This check has a throttle that limits the number of runs of these workflows that can be kicked off by the action to avoid going beyond the docker-hub pull limit of 200/6h.
Previously the way this was written was that the list of files checked was obtained by grabbing first n items from the search response where n is determined as (pull limit - the number of workflow_runs) created in the past 6 hours. However, we just ran into the case where 1 submitter uploaded 100+ files (and the md5 was kicked for some but not all of them - due to the pull limit throttle ) and in the meantime before n was high enough to finish all the runs a different submitter uploaded metadata for ~1000 files but did not upload the actual files. This meant that the same n files from the beginning of the list (those most recently submitted) got processed by the check and since they are still not uploaded the check is futilely spinning until they are.
This PR allows all the file items in the search_metadata response to be checked and how the appropriate number to run to avoid hitting the limit is determined (within the iterated results rather than limiting the number of items that are input to the iteration.

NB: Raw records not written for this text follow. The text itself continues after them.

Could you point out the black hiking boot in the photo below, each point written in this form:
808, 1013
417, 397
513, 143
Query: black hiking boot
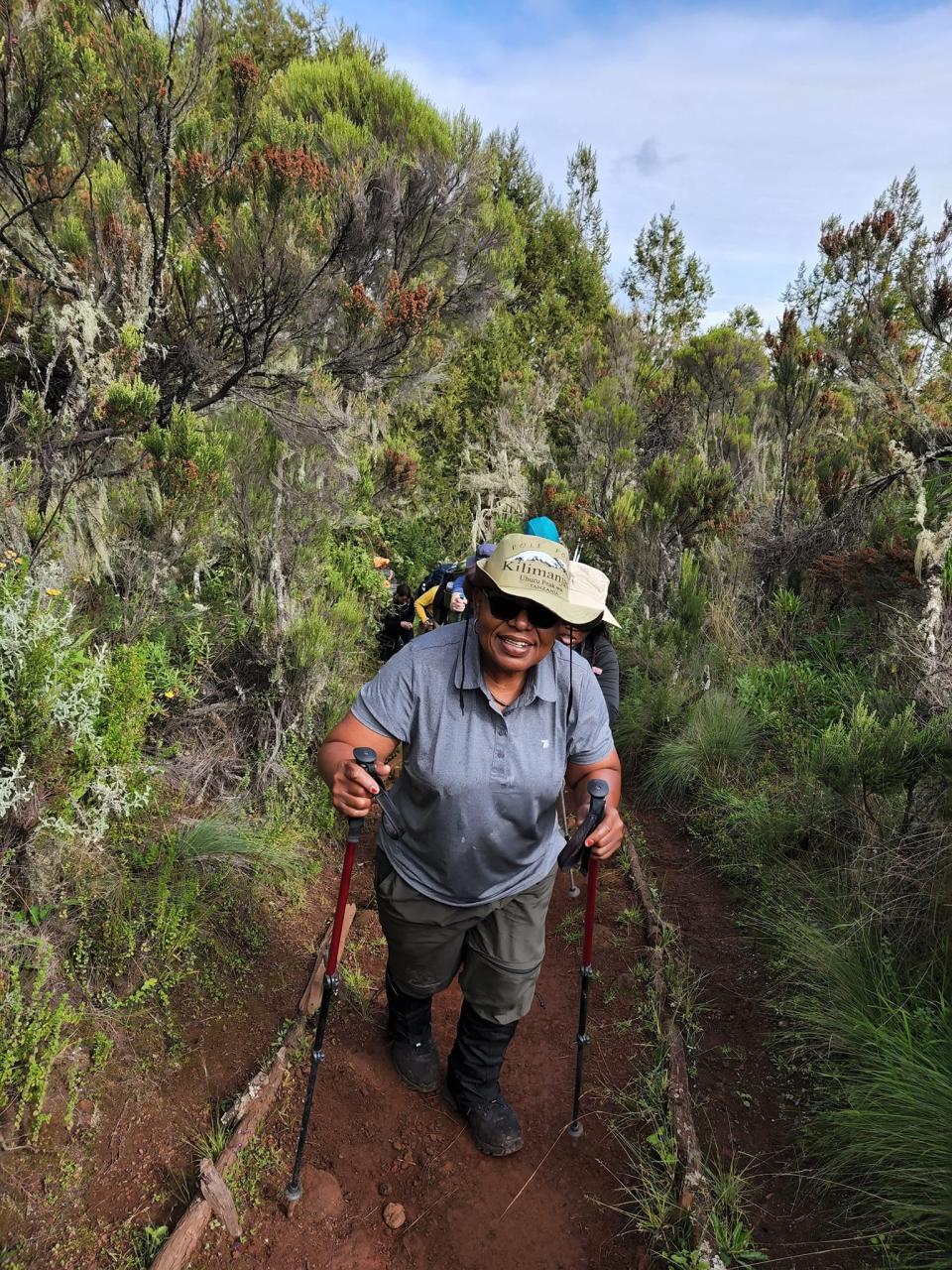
472, 1083
412, 1047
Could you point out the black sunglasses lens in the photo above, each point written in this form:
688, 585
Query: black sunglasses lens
507, 607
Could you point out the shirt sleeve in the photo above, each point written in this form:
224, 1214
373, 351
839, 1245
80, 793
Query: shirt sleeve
589, 734
388, 703
607, 659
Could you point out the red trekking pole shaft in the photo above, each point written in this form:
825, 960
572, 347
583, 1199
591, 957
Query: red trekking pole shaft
598, 793
367, 758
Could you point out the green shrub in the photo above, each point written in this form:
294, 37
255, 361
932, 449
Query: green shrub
875, 756
36, 1024
747, 830
879, 1043
175, 903
716, 738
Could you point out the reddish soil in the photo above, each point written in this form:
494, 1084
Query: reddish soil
85, 1202
384, 1144
744, 1103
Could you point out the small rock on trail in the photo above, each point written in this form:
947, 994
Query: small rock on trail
394, 1215
322, 1197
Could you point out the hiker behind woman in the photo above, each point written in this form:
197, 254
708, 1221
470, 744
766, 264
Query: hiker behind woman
589, 587
493, 716
397, 626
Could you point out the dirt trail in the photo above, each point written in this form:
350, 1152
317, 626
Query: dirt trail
77, 1205
385, 1144
744, 1103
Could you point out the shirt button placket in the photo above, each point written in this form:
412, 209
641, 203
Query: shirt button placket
499, 749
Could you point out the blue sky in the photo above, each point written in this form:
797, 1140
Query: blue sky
756, 121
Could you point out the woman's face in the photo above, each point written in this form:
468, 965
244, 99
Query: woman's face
569, 635
512, 644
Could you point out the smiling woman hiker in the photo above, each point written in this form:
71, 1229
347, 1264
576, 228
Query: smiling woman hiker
492, 721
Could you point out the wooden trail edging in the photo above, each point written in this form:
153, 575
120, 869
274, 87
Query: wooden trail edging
696, 1194
248, 1114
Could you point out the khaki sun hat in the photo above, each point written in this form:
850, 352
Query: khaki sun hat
589, 587
537, 570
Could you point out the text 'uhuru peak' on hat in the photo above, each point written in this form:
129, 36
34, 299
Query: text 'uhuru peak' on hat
536, 570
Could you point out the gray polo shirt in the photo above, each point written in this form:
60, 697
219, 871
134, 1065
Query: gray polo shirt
477, 789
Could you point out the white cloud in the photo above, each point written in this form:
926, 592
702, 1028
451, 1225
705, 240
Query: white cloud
754, 126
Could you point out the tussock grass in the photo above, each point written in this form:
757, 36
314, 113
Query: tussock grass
716, 739
880, 1048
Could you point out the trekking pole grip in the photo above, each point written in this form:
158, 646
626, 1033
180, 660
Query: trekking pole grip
367, 758
575, 849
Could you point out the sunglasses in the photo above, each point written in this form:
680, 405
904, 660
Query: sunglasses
507, 607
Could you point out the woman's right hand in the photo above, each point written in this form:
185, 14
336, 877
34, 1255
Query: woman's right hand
352, 790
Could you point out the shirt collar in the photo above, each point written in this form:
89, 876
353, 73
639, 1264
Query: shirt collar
539, 683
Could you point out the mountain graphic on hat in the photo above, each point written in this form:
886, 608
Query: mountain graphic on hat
536, 571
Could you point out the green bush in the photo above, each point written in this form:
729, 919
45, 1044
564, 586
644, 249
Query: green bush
37, 1025
880, 1046
175, 903
716, 738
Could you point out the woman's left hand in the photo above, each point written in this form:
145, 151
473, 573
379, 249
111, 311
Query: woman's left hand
607, 835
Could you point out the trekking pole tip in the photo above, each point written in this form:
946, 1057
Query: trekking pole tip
293, 1194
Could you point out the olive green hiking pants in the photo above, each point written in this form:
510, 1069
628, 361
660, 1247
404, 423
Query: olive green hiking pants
499, 945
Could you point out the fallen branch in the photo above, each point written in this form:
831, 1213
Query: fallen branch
248, 1114
311, 997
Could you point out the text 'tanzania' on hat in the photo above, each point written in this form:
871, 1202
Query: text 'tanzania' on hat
537, 571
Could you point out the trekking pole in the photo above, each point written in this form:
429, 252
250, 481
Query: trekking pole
575, 849
572, 889
367, 758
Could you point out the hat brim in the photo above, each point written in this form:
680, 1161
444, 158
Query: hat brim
575, 615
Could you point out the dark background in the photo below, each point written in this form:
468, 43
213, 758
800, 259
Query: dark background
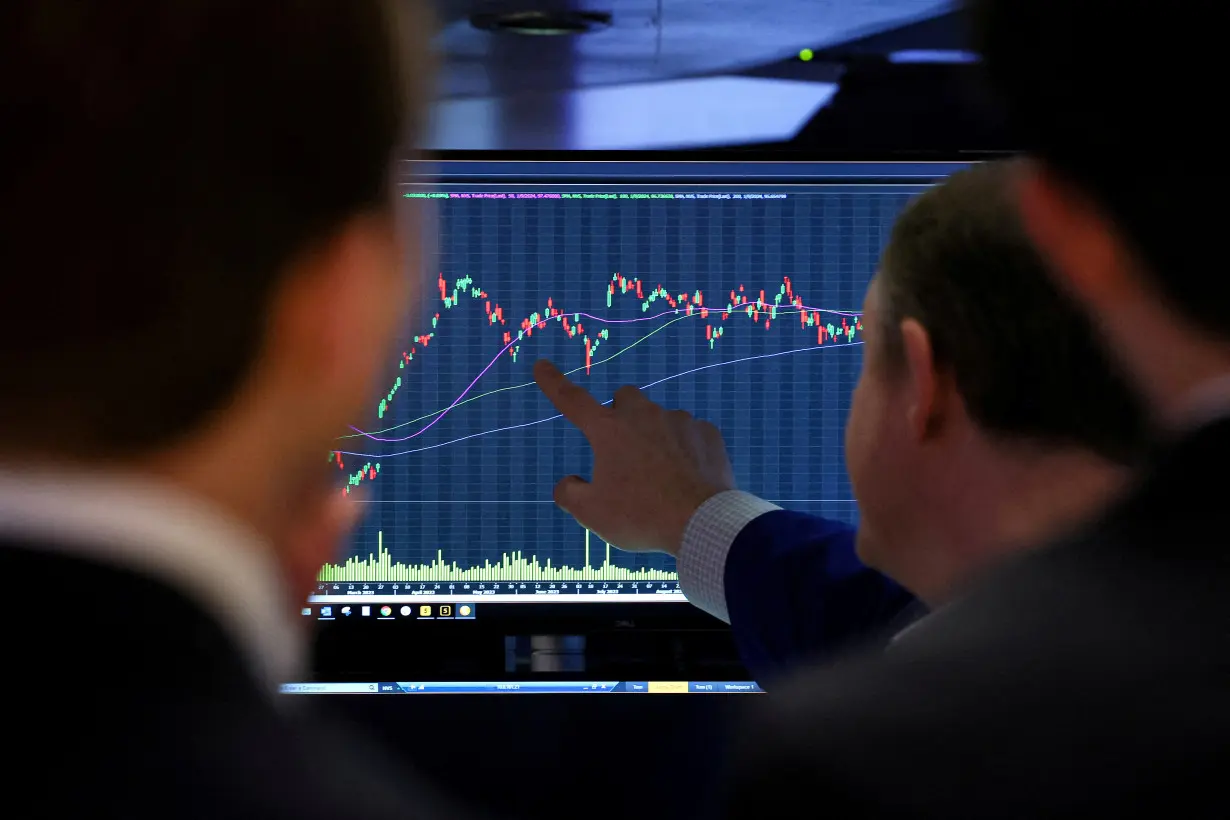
725, 76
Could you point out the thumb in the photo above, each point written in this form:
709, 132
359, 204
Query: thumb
572, 496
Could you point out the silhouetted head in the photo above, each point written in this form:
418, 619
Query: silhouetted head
979, 379
202, 267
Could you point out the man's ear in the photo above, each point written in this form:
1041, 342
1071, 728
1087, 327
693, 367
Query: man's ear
1071, 232
921, 380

NOTE: that there is an (probably related) issue in that the check does not look to be triggered at all even though it is scheduled. We thought that updating the docker that was pointed to in the Workflow Item had fixed this but the check still doesn't seem to be running as far as Will can tell. However, the check appeared to run fine locally both before and after this update so I have no way to know if this change will resolve that. I did also switch search_metadata to return as a generator if maybe there is a memory issue.